Rita Cardenal called me up on the phone. She hesitated for a second before speaking. "I don't think your old man has all his tires on the road."
"It's possible." I sat down in my living-room chair and waited for her to go on.
"Did you tell him about me? About dropping out?"
"Rita, no. I wouldn't do that."
Silence. She didn't believe me. To Rita we were both authority figures-but at least she'd called. "My father and I aren't real close," I said. "I go up to see him every week, but we don't exactly talk." A pregnant teen could surely buy that.

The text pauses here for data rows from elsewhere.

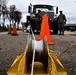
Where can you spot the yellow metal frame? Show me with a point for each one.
(19, 65)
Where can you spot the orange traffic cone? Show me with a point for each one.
(9, 30)
(22, 29)
(14, 30)
(45, 30)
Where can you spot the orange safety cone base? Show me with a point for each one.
(50, 43)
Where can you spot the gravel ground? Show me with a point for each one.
(12, 46)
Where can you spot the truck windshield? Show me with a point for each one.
(45, 8)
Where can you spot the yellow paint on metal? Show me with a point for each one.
(54, 66)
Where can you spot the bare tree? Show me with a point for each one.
(3, 10)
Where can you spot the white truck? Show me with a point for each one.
(52, 12)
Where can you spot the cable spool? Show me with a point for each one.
(41, 54)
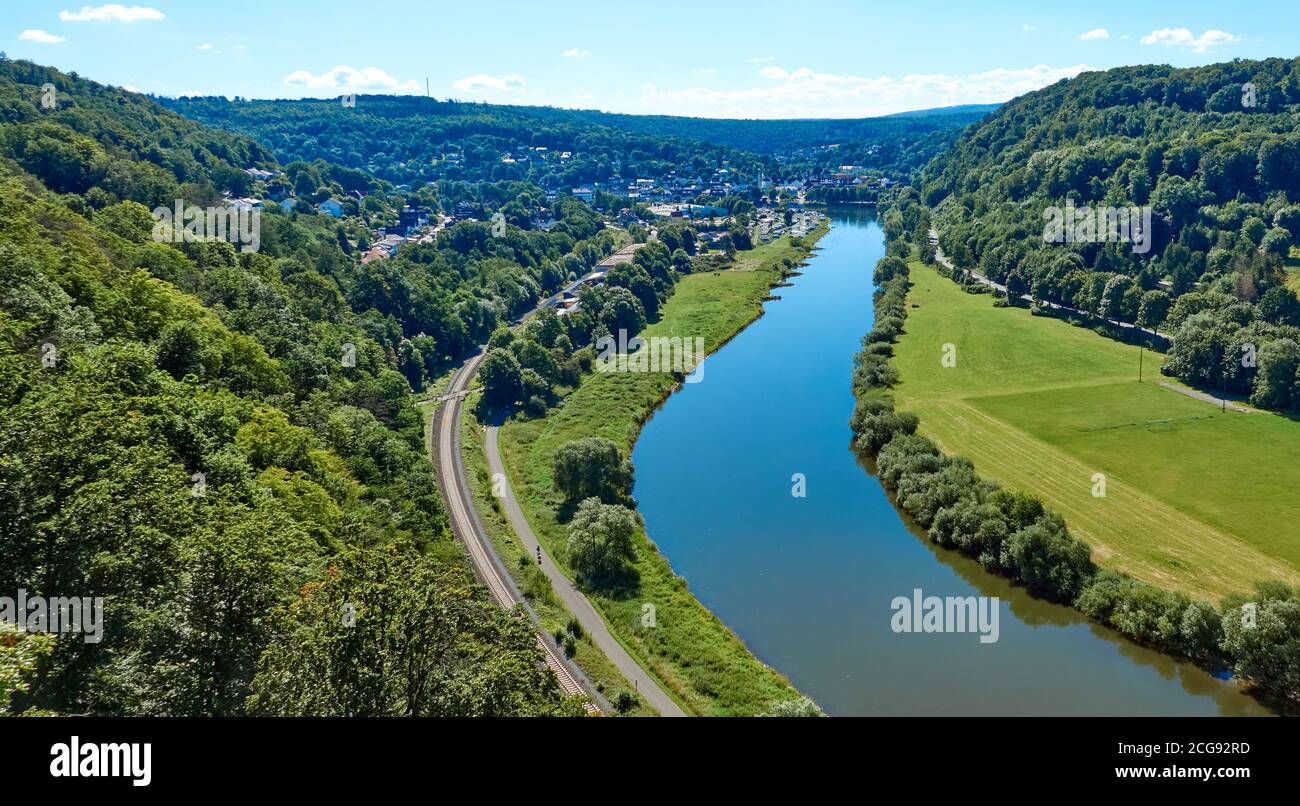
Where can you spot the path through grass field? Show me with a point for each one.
(1195, 499)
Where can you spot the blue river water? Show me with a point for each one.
(807, 581)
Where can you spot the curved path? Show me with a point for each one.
(572, 597)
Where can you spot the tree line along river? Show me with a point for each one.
(807, 581)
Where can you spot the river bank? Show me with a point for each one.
(801, 554)
(688, 649)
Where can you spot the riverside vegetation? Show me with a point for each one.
(1018, 536)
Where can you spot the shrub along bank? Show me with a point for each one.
(1017, 536)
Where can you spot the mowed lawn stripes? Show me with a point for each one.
(1196, 501)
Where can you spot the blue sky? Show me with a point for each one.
(754, 59)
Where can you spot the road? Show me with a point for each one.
(482, 555)
(991, 284)
(466, 525)
(573, 599)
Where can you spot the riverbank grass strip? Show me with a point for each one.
(688, 649)
(1041, 406)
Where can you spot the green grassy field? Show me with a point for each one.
(694, 654)
(1196, 499)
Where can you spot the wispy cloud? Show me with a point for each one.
(345, 77)
(805, 92)
(112, 12)
(38, 35)
(1183, 38)
(481, 82)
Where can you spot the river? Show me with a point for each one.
(807, 581)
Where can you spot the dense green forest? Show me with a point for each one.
(414, 139)
(1212, 151)
(222, 443)
(1015, 534)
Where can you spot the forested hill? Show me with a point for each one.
(1213, 151)
(183, 436)
(411, 138)
(770, 137)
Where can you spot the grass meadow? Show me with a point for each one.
(689, 649)
(1195, 499)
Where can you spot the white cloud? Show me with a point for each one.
(805, 92)
(1182, 38)
(38, 35)
(345, 77)
(481, 82)
(112, 12)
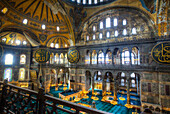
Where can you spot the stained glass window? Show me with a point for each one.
(8, 74)
(21, 74)
(8, 59)
(22, 59)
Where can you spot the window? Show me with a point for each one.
(22, 59)
(78, 1)
(124, 21)
(133, 30)
(57, 45)
(87, 57)
(84, 1)
(18, 42)
(122, 82)
(4, 10)
(52, 45)
(94, 28)
(43, 27)
(133, 83)
(21, 74)
(95, 1)
(124, 32)
(58, 28)
(108, 34)
(8, 74)
(25, 21)
(66, 61)
(24, 42)
(94, 57)
(94, 37)
(149, 87)
(115, 22)
(87, 38)
(8, 59)
(101, 57)
(101, 25)
(100, 35)
(108, 22)
(116, 33)
(56, 58)
(125, 57)
(52, 58)
(109, 58)
(90, 1)
(61, 58)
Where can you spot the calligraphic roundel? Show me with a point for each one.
(42, 55)
(73, 55)
(161, 53)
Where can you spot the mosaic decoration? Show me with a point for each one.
(8, 74)
(43, 37)
(42, 55)
(161, 53)
(1, 51)
(73, 55)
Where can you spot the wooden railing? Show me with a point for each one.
(17, 100)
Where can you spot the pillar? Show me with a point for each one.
(115, 90)
(92, 82)
(128, 90)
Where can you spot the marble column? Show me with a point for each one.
(115, 90)
(92, 82)
(128, 90)
(103, 87)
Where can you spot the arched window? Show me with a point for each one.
(101, 57)
(109, 58)
(108, 22)
(122, 82)
(116, 56)
(95, 1)
(61, 58)
(116, 33)
(52, 58)
(100, 35)
(94, 28)
(124, 32)
(56, 58)
(94, 36)
(125, 57)
(134, 30)
(66, 60)
(84, 1)
(94, 57)
(87, 57)
(101, 25)
(124, 21)
(90, 1)
(108, 34)
(8, 74)
(21, 74)
(8, 59)
(22, 59)
(135, 57)
(87, 38)
(115, 22)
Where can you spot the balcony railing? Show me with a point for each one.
(17, 100)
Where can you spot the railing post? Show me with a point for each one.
(3, 96)
(41, 100)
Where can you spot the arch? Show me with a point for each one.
(100, 57)
(22, 74)
(94, 57)
(22, 59)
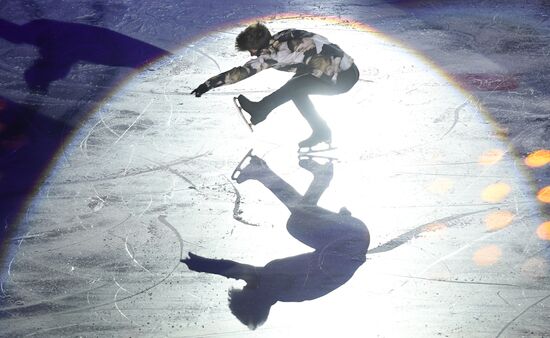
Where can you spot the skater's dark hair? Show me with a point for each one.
(255, 36)
(248, 307)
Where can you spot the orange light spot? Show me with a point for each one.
(491, 157)
(543, 231)
(544, 194)
(441, 186)
(495, 192)
(488, 255)
(538, 158)
(498, 219)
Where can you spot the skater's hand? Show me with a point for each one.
(200, 90)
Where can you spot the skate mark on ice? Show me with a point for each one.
(504, 300)
(162, 219)
(411, 234)
(459, 281)
(41, 331)
(205, 55)
(443, 258)
(136, 171)
(521, 314)
(128, 247)
(237, 206)
(456, 118)
(135, 120)
(115, 299)
(47, 301)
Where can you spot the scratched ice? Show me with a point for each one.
(451, 216)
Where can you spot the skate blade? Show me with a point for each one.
(240, 110)
(312, 156)
(236, 173)
(311, 150)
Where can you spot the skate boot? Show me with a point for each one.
(257, 111)
(318, 136)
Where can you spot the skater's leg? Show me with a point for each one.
(282, 190)
(259, 171)
(322, 175)
(320, 131)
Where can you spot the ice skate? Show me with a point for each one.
(250, 171)
(323, 137)
(256, 110)
(240, 109)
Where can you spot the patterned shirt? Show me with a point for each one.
(295, 51)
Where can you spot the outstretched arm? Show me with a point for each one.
(222, 267)
(235, 74)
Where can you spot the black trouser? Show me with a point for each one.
(300, 87)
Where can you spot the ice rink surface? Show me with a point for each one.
(111, 173)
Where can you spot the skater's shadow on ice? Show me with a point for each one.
(339, 242)
(28, 140)
(63, 44)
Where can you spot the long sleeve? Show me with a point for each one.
(240, 73)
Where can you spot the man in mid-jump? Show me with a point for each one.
(321, 67)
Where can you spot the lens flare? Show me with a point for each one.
(544, 194)
(543, 231)
(538, 158)
(495, 193)
(487, 255)
(491, 157)
(498, 219)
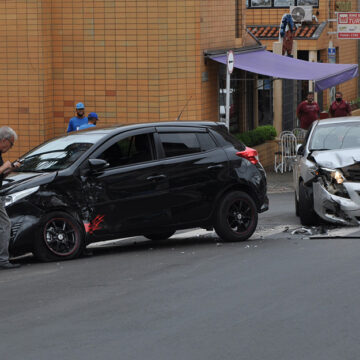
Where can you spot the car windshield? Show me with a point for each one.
(336, 136)
(57, 154)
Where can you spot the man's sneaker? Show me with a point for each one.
(7, 266)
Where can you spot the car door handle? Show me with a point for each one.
(156, 177)
(219, 166)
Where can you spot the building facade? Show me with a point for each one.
(133, 61)
(129, 61)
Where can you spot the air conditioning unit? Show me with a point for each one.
(301, 13)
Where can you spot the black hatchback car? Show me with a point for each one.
(144, 179)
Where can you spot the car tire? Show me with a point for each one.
(60, 237)
(307, 214)
(296, 205)
(160, 236)
(236, 217)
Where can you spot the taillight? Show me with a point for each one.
(249, 154)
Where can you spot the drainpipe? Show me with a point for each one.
(312, 58)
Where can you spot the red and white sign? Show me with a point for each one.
(348, 25)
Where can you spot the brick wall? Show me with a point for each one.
(129, 61)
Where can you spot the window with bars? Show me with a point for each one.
(254, 4)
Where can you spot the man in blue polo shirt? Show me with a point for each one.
(92, 119)
(78, 120)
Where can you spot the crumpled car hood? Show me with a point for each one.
(334, 159)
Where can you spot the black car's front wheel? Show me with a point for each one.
(236, 217)
(60, 237)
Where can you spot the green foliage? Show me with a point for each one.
(257, 136)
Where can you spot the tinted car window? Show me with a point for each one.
(57, 154)
(339, 136)
(176, 144)
(131, 150)
(206, 141)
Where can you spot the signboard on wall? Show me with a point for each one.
(348, 25)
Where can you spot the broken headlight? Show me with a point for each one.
(333, 181)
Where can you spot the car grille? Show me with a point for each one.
(352, 172)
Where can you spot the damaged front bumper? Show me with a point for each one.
(338, 209)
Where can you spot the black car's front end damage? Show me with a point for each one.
(336, 186)
(29, 197)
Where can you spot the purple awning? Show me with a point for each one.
(283, 67)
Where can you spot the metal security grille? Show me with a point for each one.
(289, 110)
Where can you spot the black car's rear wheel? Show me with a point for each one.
(60, 237)
(160, 236)
(236, 217)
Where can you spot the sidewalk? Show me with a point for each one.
(278, 182)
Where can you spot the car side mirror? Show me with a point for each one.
(300, 150)
(97, 164)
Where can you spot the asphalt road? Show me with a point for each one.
(277, 296)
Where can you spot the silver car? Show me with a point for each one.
(327, 173)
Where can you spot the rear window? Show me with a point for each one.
(206, 141)
(176, 144)
(227, 139)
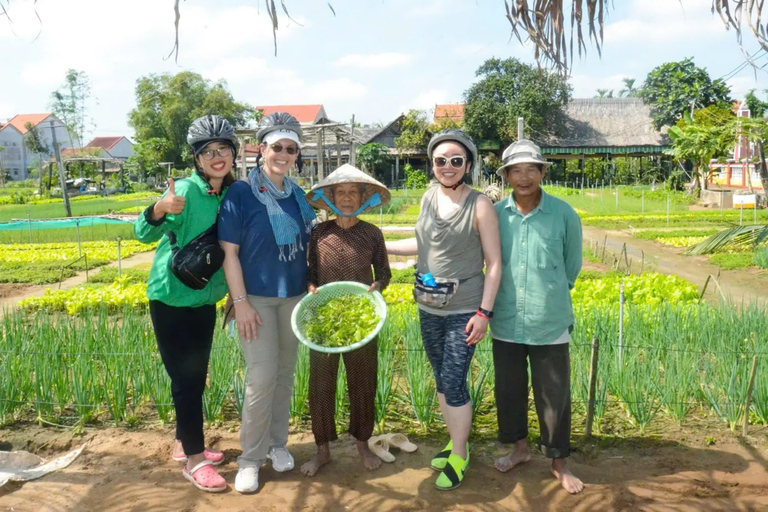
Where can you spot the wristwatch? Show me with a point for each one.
(485, 313)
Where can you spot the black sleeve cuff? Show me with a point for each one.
(148, 216)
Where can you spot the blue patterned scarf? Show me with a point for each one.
(286, 230)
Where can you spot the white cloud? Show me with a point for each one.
(337, 89)
(661, 22)
(374, 61)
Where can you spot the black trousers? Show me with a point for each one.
(361, 365)
(184, 338)
(551, 381)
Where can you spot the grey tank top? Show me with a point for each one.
(451, 248)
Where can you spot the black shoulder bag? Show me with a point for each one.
(196, 263)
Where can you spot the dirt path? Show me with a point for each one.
(130, 471)
(17, 292)
(739, 285)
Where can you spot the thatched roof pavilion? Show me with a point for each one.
(600, 127)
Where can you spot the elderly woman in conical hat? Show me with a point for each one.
(345, 248)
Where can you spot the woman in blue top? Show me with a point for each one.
(264, 229)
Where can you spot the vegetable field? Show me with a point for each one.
(678, 357)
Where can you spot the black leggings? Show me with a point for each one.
(184, 338)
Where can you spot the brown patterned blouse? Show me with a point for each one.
(352, 254)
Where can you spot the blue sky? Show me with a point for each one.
(374, 59)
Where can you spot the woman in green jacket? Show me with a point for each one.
(183, 318)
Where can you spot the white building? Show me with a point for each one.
(119, 148)
(12, 157)
(14, 133)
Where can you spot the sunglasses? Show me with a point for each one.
(208, 154)
(457, 162)
(278, 148)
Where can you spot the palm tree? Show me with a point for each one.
(740, 236)
(629, 90)
(543, 22)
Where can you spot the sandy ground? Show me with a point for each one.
(124, 470)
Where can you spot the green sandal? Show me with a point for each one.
(441, 459)
(453, 474)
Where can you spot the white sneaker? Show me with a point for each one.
(247, 480)
(281, 458)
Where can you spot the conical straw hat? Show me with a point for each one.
(347, 174)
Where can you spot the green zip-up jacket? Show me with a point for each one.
(200, 212)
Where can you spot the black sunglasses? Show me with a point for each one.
(278, 148)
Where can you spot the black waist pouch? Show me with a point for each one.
(196, 263)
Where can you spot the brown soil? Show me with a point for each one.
(131, 471)
(747, 285)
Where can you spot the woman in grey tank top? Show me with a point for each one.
(457, 235)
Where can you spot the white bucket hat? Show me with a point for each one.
(375, 194)
(523, 151)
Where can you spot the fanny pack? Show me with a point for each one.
(437, 296)
(196, 263)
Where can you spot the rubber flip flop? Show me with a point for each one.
(204, 477)
(401, 442)
(441, 459)
(380, 448)
(453, 473)
(214, 456)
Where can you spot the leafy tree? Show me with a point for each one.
(371, 156)
(415, 178)
(68, 103)
(147, 156)
(509, 89)
(166, 105)
(673, 87)
(415, 133)
(757, 107)
(629, 90)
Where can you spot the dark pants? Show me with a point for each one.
(361, 366)
(445, 343)
(184, 339)
(551, 380)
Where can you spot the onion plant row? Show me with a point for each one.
(673, 360)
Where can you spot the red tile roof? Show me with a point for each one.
(20, 121)
(303, 113)
(81, 152)
(104, 142)
(453, 112)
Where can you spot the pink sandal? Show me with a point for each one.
(214, 456)
(204, 477)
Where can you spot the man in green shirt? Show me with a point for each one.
(541, 246)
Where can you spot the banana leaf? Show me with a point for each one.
(738, 236)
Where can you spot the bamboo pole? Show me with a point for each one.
(592, 386)
(748, 401)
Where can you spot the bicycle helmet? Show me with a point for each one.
(278, 121)
(210, 128)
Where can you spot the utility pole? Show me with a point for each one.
(62, 177)
(352, 152)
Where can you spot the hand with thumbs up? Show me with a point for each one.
(169, 204)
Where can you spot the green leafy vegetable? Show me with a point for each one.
(342, 321)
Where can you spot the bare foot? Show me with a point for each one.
(569, 482)
(369, 459)
(519, 455)
(321, 458)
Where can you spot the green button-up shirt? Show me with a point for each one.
(541, 258)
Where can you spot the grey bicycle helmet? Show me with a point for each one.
(278, 121)
(454, 135)
(210, 128)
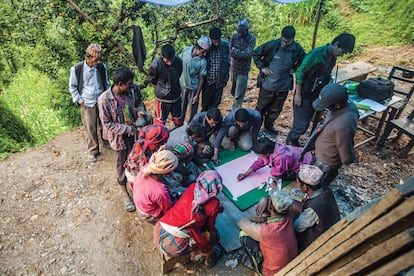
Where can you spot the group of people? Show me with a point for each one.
(163, 174)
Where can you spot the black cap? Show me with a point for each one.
(345, 41)
(288, 32)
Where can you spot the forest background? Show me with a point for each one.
(41, 40)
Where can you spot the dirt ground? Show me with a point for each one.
(60, 215)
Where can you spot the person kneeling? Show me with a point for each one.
(192, 218)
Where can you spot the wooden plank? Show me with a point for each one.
(226, 223)
(310, 256)
(375, 255)
(354, 71)
(403, 212)
(399, 264)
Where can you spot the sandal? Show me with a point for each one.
(129, 205)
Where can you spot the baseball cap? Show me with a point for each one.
(330, 94)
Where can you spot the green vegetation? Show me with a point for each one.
(40, 40)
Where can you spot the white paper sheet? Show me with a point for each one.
(230, 170)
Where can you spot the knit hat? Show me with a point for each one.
(243, 25)
(288, 32)
(345, 41)
(207, 186)
(204, 42)
(330, 94)
(215, 33)
(94, 50)
(161, 162)
(310, 175)
(183, 150)
(281, 201)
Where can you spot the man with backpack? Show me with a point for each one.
(88, 79)
(277, 60)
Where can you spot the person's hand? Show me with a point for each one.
(266, 71)
(261, 207)
(206, 149)
(241, 176)
(297, 99)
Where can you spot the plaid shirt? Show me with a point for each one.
(113, 120)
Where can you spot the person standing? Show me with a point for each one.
(276, 60)
(334, 146)
(319, 211)
(118, 114)
(164, 74)
(241, 48)
(273, 231)
(242, 126)
(87, 80)
(218, 65)
(193, 75)
(311, 76)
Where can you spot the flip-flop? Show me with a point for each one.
(218, 253)
(129, 205)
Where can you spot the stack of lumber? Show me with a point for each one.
(376, 239)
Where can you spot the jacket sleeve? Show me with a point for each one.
(153, 72)
(345, 144)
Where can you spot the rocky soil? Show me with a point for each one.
(61, 215)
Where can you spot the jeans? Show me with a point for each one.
(238, 88)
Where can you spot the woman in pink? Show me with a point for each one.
(283, 159)
(276, 235)
(192, 217)
(150, 195)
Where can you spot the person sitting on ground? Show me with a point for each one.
(196, 135)
(283, 159)
(211, 120)
(192, 217)
(272, 231)
(241, 125)
(185, 173)
(151, 196)
(320, 210)
(144, 117)
(149, 140)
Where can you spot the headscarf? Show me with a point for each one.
(150, 139)
(208, 185)
(161, 162)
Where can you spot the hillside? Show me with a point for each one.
(61, 215)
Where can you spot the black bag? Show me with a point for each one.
(377, 89)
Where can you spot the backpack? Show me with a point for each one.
(377, 89)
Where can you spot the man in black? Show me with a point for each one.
(277, 60)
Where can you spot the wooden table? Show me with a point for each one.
(384, 116)
(356, 71)
(226, 222)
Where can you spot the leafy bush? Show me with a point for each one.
(14, 136)
(29, 97)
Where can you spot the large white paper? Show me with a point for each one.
(230, 170)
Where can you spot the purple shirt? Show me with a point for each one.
(284, 159)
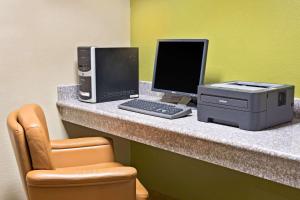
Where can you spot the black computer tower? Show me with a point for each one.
(107, 74)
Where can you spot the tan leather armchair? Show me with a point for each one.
(77, 169)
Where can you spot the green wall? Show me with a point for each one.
(256, 40)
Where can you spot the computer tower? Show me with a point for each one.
(107, 74)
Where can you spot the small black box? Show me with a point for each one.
(107, 74)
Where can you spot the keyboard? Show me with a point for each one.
(153, 108)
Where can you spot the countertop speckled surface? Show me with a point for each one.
(272, 154)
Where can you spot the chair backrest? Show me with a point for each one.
(19, 143)
(32, 119)
(30, 139)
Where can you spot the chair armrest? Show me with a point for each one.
(116, 183)
(81, 151)
(79, 142)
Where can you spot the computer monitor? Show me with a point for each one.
(179, 66)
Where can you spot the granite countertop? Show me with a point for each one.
(272, 154)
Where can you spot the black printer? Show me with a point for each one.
(247, 105)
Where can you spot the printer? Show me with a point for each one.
(247, 105)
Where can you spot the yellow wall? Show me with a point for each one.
(256, 40)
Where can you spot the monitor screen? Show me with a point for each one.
(179, 66)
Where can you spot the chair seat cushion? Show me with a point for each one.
(141, 192)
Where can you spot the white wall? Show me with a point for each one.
(38, 40)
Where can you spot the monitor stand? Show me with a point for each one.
(181, 100)
(184, 100)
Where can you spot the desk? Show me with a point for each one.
(272, 154)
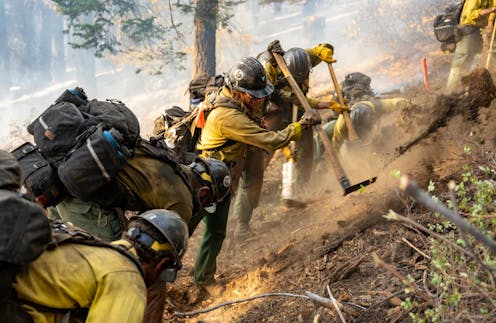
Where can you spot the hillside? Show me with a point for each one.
(331, 241)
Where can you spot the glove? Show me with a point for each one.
(310, 118)
(324, 51)
(275, 47)
(338, 108)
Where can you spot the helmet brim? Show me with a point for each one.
(261, 93)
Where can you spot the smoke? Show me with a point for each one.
(384, 39)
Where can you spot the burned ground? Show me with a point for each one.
(331, 241)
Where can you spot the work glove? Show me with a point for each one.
(338, 107)
(324, 51)
(310, 118)
(275, 47)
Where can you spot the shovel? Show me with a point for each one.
(352, 136)
(331, 154)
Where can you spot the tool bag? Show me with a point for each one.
(88, 171)
(446, 25)
(39, 176)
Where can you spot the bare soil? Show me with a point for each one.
(329, 243)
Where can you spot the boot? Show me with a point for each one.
(214, 289)
(243, 232)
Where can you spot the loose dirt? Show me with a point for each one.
(331, 240)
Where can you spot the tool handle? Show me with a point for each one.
(490, 52)
(329, 150)
(352, 136)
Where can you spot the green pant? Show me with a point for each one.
(464, 55)
(250, 186)
(103, 223)
(318, 146)
(211, 244)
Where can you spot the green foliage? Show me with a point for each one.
(140, 32)
(456, 279)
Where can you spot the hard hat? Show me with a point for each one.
(298, 62)
(216, 174)
(362, 118)
(248, 75)
(173, 240)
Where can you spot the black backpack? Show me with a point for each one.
(84, 143)
(446, 26)
(24, 234)
(39, 175)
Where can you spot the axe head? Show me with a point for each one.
(358, 186)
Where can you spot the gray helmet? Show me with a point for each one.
(248, 75)
(356, 85)
(216, 174)
(10, 171)
(173, 230)
(362, 118)
(298, 62)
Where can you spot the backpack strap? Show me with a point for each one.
(63, 233)
(157, 148)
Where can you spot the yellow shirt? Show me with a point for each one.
(226, 123)
(471, 12)
(79, 276)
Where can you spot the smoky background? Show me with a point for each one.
(384, 39)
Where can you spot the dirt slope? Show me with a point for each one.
(328, 243)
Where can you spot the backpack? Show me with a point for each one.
(39, 175)
(24, 234)
(85, 143)
(181, 130)
(446, 26)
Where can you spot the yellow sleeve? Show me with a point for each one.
(471, 12)
(272, 72)
(313, 57)
(241, 128)
(340, 133)
(120, 297)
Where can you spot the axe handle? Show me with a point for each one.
(329, 150)
(352, 136)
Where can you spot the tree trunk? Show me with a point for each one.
(4, 53)
(44, 57)
(205, 28)
(58, 59)
(85, 67)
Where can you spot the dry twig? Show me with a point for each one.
(336, 305)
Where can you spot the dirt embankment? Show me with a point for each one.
(329, 243)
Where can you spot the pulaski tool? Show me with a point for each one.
(329, 150)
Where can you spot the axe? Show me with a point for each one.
(352, 136)
(330, 152)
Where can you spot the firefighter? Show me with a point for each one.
(475, 16)
(80, 281)
(278, 116)
(366, 111)
(232, 129)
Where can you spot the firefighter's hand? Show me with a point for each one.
(338, 108)
(275, 47)
(310, 118)
(324, 51)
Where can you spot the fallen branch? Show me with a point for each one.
(415, 248)
(414, 288)
(397, 217)
(423, 197)
(375, 305)
(309, 296)
(335, 303)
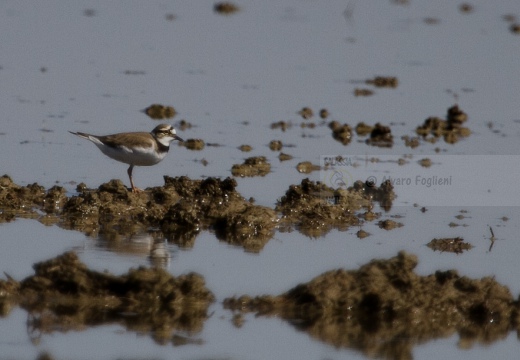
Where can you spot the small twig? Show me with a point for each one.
(492, 238)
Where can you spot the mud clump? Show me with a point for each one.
(215, 203)
(253, 166)
(411, 142)
(314, 208)
(450, 129)
(369, 308)
(64, 294)
(455, 245)
(324, 113)
(306, 167)
(245, 148)
(381, 136)
(158, 111)
(363, 92)
(282, 125)
(383, 81)
(306, 113)
(284, 157)
(389, 224)
(194, 144)
(225, 8)
(363, 129)
(275, 145)
(24, 201)
(251, 228)
(341, 133)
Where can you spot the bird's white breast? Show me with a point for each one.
(138, 156)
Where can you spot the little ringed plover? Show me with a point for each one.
(135, 148)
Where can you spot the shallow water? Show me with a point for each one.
(231, 77)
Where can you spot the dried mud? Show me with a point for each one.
(384, 309)
(182, 208)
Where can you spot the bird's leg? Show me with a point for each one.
(129, 171)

"Well, then, he's got a slightly major problem."
"What did he do?"
"He just sorta went imbalanced. I went in for my five-mouth checkup? And he said the babies were too little, but he was all kind of normal and everything?" She paused. "And then all of a sudden he just loses it and gets all creeped and makes this major scenario. Yelling at me."
"What did he say?"
"Stuff. Like, that I had to eat better and he was going to make sure I did. He said he wasn't going to let me go out of the house till I shaped up. It was like he just totally went mental. He was using that tape measure thing to measure my stomach and then he just puts it down and there's tears in his eyes and he puts his hands on my shoulders and kind of pulls me against his chest. He goes, 'We have to talk about this. Do you have any idea what's inside of you?' I got creeped out."